Molière met dans son personnage d’Alceste qu’il interprétera, toute sa colère et son dépit suite à la trahison de son ami, Racine et des infidélités de sa très jeune épouse, Armande. C’est la déception du genre humain qui sera au cœur de la mise en scène de Caroline Rainette via Alceste et son procès. Il montre avec sensibilité et rage son combat contre le mensonge, la manipulation et l’hypocrisie générale. Pour lutter avec ferveur et honnêteté, il se présente au tribunal pour défendre son cas. Il a le droit de ne pas aimer un sonnet et le dire sincèrement. « J’ai pour moi la justice, et je perds mon procès ! » Ces sentiments vont être mis à rudes épreuves. Il ne pourra faire le choix entre amitié, amour et ses idéaux face à la pression sociale, à la justice et à la fidélité. Le visuel de l’affiche avec une balance, une épée, un cœur et deux mains, l’illustre à merveille ces dualités. Ainsi la radicalité du personnage est poussée vers des chemins les plus extrêmes. Il se sent prêt à renoncer à toute forme de mondanité.
La modernité de la mise en scène se voit à travers de nombreux aspects. Déjà, la simplicité des décors avec juste quelques chaises, des tables basses et une machine à café. Comme nous à notre époque, les costumes sont ceux que l’on pourrait voir chaque jour en rajoutant la robe d’avocat. L’unité de temps et de lieu ne sont pas respectées afin de donner plus de volume au récit. Ainsi on passe de la salle d’attente du tribunal, au tribunal en passant par la boîte de nuit. Le Misanthrope n’est pas un vieux brigand aux cheveux blancs. Il fait partie de ces jeunes qui ne veulent pas ressembler à leurs parents. Est-ce pour cela qu’il est attiré par une jeune femme coquette, populaire et narcissique ? On voit une Célimène, jeune, libre et indépendante, toujours portable à la main.
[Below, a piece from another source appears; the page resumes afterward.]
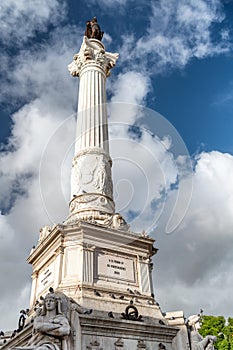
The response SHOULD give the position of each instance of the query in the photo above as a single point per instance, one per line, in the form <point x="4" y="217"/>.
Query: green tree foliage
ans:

Tout ce qu’elle est se trouve contraire à ces principes. Serait-elle prête à renoncer à tout pour l’amour, la sécurité, l’enfermement et la sincérité d’Alceste ? La réponse est sans appel : non.
Les comédiens : Bruno Aumand (Philinthe), Camille Cieutat (Eliante & Arsinoé), Lennie Coindeaux (Alceste), Jérémie Hamon (Oronte), Caroline Rainette (Célimène) donnent leur passion, leur fougue et leur énergie pour donner vie à cette critique de société. Encore une création brillante, réalisée avec brio par la compagnie Etincelle.